Central bank may end 3 years of interest rate hikes on slowdown in expansion

(NEW DELHI) India’s economy grew last quarter at the slowest pace since 2006, signalling the central bank may soon end three years of inflation-fighting rate increases.

Asia’s third-largest economy expanded 8.9 per cent in the three months to Sept 30 from a year earlier after a 9.3 per cent increase in the previous quarter, the statistics office said yesterday in New Delhi.
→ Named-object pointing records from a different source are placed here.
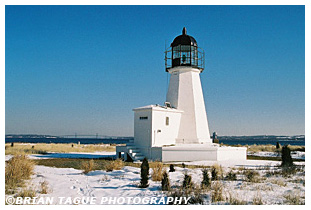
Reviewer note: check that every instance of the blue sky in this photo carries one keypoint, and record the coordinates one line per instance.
(82, 69)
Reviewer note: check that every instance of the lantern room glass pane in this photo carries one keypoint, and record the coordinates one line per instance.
(176, 52)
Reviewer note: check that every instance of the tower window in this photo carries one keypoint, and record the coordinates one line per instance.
(167, 121)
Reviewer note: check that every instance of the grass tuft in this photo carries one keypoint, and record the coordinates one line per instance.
(157, 171)
(18, 169)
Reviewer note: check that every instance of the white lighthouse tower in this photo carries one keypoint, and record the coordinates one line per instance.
(185, 64)
(178, 130)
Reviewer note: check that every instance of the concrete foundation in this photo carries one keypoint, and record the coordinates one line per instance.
(190, 152)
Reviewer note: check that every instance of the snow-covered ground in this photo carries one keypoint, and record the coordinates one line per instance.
(71, 183)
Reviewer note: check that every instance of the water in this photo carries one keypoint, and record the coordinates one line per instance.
(69, 140)
(259, 140)
(230, 140)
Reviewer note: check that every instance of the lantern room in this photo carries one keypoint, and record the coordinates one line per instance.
(184, 51)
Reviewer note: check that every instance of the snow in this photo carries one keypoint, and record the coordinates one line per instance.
(68, 182)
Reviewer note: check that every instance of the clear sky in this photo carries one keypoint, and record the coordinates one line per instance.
(82, 69)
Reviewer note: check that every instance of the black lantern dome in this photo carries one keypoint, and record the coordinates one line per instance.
(184, 39)
(184, 51)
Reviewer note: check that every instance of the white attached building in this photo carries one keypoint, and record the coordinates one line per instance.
(178, 130)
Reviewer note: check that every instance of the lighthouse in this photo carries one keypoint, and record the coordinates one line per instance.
(178, 129)
(184, 62)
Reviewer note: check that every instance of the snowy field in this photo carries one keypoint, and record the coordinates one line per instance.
(72, 183)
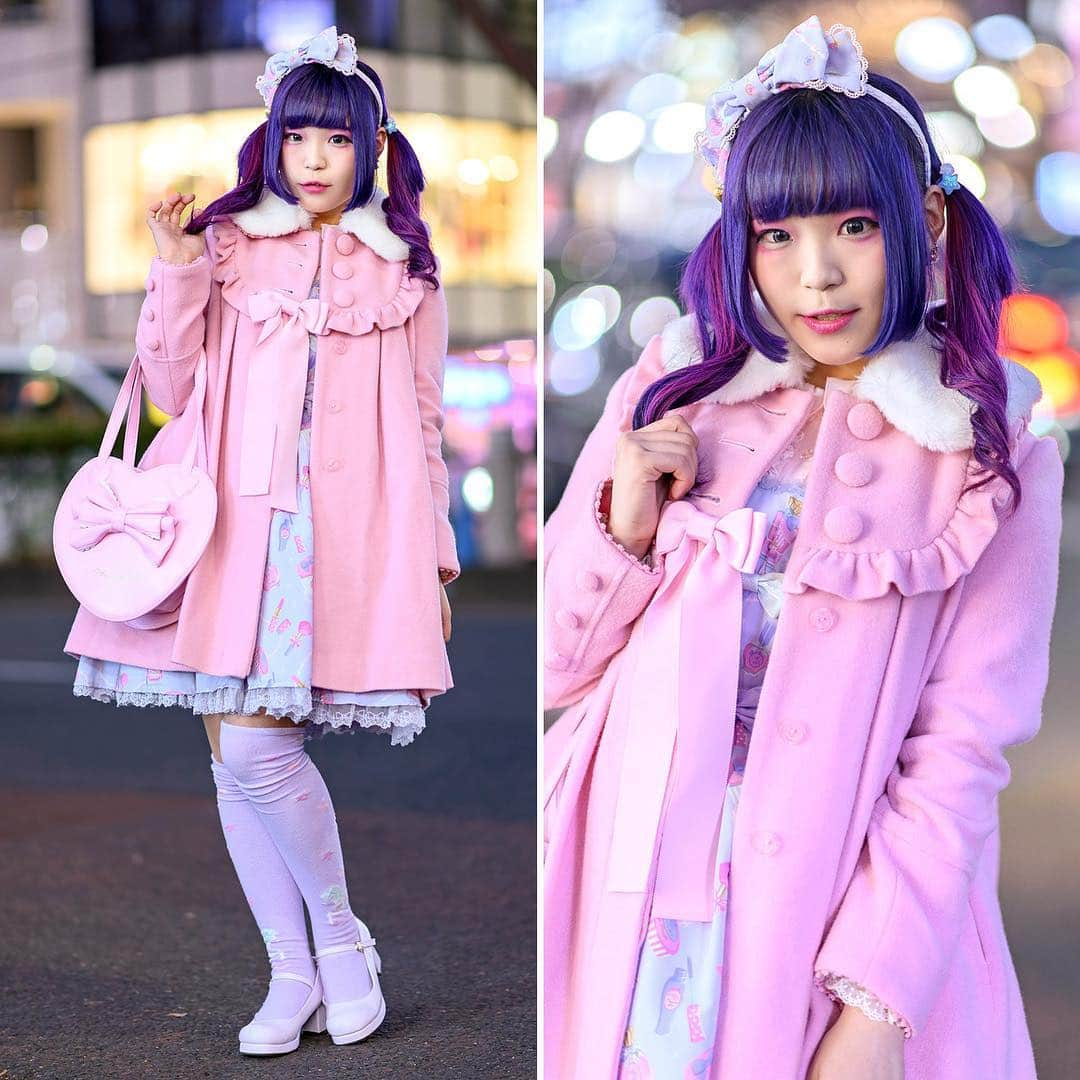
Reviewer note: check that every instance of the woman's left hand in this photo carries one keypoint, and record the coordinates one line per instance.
(858, 1048)
(446, 612)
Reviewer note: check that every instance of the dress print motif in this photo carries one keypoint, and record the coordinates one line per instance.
(280, 679)
(671, 1029)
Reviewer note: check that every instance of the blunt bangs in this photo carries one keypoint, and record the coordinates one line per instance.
(318, 96)
(315, 99)
(808, 151)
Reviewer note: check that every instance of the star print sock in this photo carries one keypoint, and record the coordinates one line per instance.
(271, 894)
(287, 792)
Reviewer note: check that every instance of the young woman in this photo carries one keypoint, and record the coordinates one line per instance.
(313, 300)
(799, 593)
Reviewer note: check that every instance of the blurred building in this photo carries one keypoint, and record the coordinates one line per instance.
(105, 107)
(626, 199)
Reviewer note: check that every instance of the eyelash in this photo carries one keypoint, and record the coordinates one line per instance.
(869, 220)
(288, 135)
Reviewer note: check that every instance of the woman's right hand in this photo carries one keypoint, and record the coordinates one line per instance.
(174, 244)
(655, 463)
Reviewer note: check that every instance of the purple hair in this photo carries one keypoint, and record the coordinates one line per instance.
(319, 96)
(809, 151)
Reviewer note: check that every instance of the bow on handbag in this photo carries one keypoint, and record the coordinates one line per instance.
(102, 512)
(274, 403)
(682, 710)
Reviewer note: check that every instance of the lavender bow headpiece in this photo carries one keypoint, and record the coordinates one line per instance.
(329, 48)
(809, 57)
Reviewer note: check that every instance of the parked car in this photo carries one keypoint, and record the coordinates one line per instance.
(54, 406)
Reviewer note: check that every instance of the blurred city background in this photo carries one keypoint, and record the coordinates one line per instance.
(625, 200)
(123, 923)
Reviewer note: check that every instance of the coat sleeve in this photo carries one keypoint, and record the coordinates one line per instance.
(172, 328)
(430, 325)
(896, 928)
(594, 589)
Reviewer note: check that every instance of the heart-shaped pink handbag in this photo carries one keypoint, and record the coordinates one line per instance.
(125, 538)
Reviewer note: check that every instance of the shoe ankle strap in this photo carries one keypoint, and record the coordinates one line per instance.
(358, 946)
(292, 977)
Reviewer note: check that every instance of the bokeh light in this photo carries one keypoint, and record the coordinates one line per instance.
(613, 135)
(986, 91)
(934, 49)
(1057, 190)
(1003, 37)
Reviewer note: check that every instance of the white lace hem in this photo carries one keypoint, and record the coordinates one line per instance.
(404, 723)
(849, 993)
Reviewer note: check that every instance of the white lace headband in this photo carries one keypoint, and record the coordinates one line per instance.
(329, 48)
(808, 57)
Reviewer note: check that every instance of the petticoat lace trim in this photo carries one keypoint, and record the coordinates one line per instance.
(404, 723)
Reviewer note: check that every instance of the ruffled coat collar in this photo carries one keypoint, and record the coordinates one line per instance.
(903, 381)
(272, 216)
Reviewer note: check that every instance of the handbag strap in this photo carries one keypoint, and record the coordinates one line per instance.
(130, 402)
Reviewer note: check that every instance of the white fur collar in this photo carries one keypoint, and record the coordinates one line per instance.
(903, 381)
(271, 216)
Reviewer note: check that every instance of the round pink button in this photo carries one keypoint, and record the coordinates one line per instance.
(853, 469)
(844, 525)
(767, 842)
(864, 420)
(792, 731)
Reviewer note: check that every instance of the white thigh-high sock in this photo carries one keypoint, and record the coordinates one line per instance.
(271, 893)
(282, 784)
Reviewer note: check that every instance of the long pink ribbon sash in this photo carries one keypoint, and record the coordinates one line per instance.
(273, 407)
(682, 719)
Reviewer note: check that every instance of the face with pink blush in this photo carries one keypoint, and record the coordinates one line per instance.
(325, 156)
(822, 278)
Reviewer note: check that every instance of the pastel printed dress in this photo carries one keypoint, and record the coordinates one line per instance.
(280, 679)
(672, 1023)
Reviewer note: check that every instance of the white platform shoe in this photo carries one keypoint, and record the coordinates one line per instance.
(282, 1036)
(352, 1021)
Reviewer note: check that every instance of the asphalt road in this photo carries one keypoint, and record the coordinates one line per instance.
(126, 948)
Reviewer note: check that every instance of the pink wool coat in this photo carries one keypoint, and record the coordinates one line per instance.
(912, 649)
(379, 486)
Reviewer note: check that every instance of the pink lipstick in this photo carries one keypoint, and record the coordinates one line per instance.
(828, 322)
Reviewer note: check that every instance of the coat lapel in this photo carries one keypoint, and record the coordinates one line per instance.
(272, 216)
(903, 381)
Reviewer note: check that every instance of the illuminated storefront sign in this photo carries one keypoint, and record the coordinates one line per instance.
(480, 200)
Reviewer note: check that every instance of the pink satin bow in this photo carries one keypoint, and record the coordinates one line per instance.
(682, 710)
(103, 512)
(277, 380)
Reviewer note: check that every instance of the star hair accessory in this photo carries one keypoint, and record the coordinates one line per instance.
(949, 181)
(335, 50)
(809, 57)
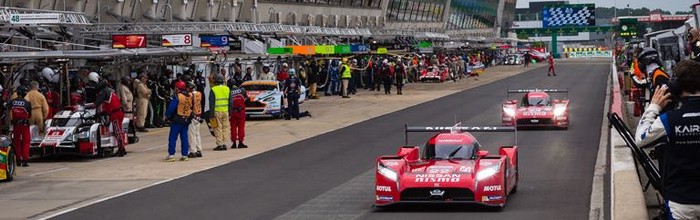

Analysts expected an 8.7 per cent gain.

‘Removing bottlenecks is central for India’s growth to continue,’ said Maya Bhandari, an economist at Lombard Street Research Ltd in London. ‘India is growing at its potential, its macro fundamentals are solid and you have a situation where companies will put more money there.’ The Reserve Bank of India expects growth in the year to March to ease to 8.5 per cent after it raised interest rates nine times since 2004 to curb consumer-price gains.

Inflation was 3.01 per cent in the week ending Nov 10.

Manufacturing gained 8.6 per cent last quarter from a year earlier, easing from a previous increase of 11.9 per cent.

Electricity output slowed to 7.3 per cent from 8.3 per cent, while farming rose 3.6 per cent after a 3.8 per cent gain in the quarter ended June 30.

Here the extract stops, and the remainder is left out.